Chroniques

par laurent bergnach

Thierry Pécou
Passeurs d'eau

1 CD Intégral Classic (2007)
INT 221.160
Thierry Pécou | Passeurs d'eau

C'est par le piano que Thierry Pécou (né en 1965) découvre la musique avant d'aborder la composition, d'abord en autodidacte puis par l'étude de l'harmonie et du contrepoint. Différents stages enrichissent sa formation au Conservatoire National Supérieur de Musique de Paris, notamment au Banff Centre for the Arts (Canada) où il est régulièrement invité depuis un premier séjour (1989-1993) et en Russie (1994-1995). Membre de la Casa de Velàsquez, fondateur de l'Ensemble Zellig, le compositeur est amené à de fréquents voyages qui nourrissent son œuvre en profondeur, comme autant de photographies sonores d'un moment et d'un lieu : Berlin l'invite à s'imprégner du répertoire romantique allemand à l'origine de La Ronde hurlante (1991), Cuba lui permet d'assister à un rituel qui donne naissance à Changò (1993), la forêt tropicale du Chiapas (Mexique) inspire La partition de la Jungle (1993), etc.
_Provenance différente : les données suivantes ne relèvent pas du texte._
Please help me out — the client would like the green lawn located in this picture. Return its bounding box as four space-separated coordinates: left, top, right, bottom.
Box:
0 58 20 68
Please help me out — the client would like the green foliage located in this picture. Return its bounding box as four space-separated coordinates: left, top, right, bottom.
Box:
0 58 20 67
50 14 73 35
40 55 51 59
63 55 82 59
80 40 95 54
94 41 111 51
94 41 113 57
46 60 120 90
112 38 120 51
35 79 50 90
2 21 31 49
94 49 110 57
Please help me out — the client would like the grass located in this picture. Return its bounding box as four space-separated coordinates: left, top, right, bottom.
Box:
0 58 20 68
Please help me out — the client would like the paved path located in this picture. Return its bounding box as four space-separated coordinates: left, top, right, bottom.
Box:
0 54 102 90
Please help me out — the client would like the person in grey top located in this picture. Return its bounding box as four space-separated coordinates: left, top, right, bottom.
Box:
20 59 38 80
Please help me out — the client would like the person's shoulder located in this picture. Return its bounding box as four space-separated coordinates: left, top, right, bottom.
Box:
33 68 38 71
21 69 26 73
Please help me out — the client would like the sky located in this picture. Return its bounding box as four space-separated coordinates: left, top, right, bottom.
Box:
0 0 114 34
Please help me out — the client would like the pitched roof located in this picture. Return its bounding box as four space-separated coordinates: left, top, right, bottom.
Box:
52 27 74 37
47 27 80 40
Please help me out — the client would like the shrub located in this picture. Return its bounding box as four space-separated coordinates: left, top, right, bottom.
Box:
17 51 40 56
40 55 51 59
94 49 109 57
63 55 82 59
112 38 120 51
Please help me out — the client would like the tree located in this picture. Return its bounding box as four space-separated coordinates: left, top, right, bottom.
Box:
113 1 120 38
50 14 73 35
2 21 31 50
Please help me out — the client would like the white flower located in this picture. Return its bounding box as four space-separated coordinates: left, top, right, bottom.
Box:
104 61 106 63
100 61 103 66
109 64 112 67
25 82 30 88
Liés aux commandes qu'on lui fait, la diversité des lieux de créations (Ambronay, Bath, Ferrare, Madrid, Marseille, Metz, Moscou, Paris, Quimper, Shanghai, Strasbourg, etc.) finit de le sacrer citoyen du monde – à en devenir un cliché.

Sur un texte de Christine Mananzar – « un voyage intérieur de la mort à la renaissance, à travers des rituels de funérailles, de fertilité, d'accouchement et du récit de la mythologie yagua » –, cette cantate amazonienne, rituel autour de l'eau (les grands fleuves de l'Amérique du Sud), prend la forme d'un dialogue entre cinq chanteuses et trois instrumentistes de l'Ensemble Zellig avec deux musiciens-chanteurs de Yaki Kandru – pour qui l'art amérindien, souvent en voie d'extinction, doit échapper à sa catégorie ethnomusicologique pour retrouver son public.

En quatre parties et dix-huit chants qui excèdent rarement cinq minutes, l'ouvrage évoque quelquefois des pistes empruntées par Messiaen ou Ohana mais possède sa force propre, par le mélange de dialectes et par l'emploi d'instruments originaux comme la viole de gambe ténor, la flûte amérindienne qui interrompt Jorge López Palacio (chant n°7), et bien sûr l'ocarina (Grand chant n°12 – suite), si important dans un univers où certains objets sont tabous pour le sexe opposé.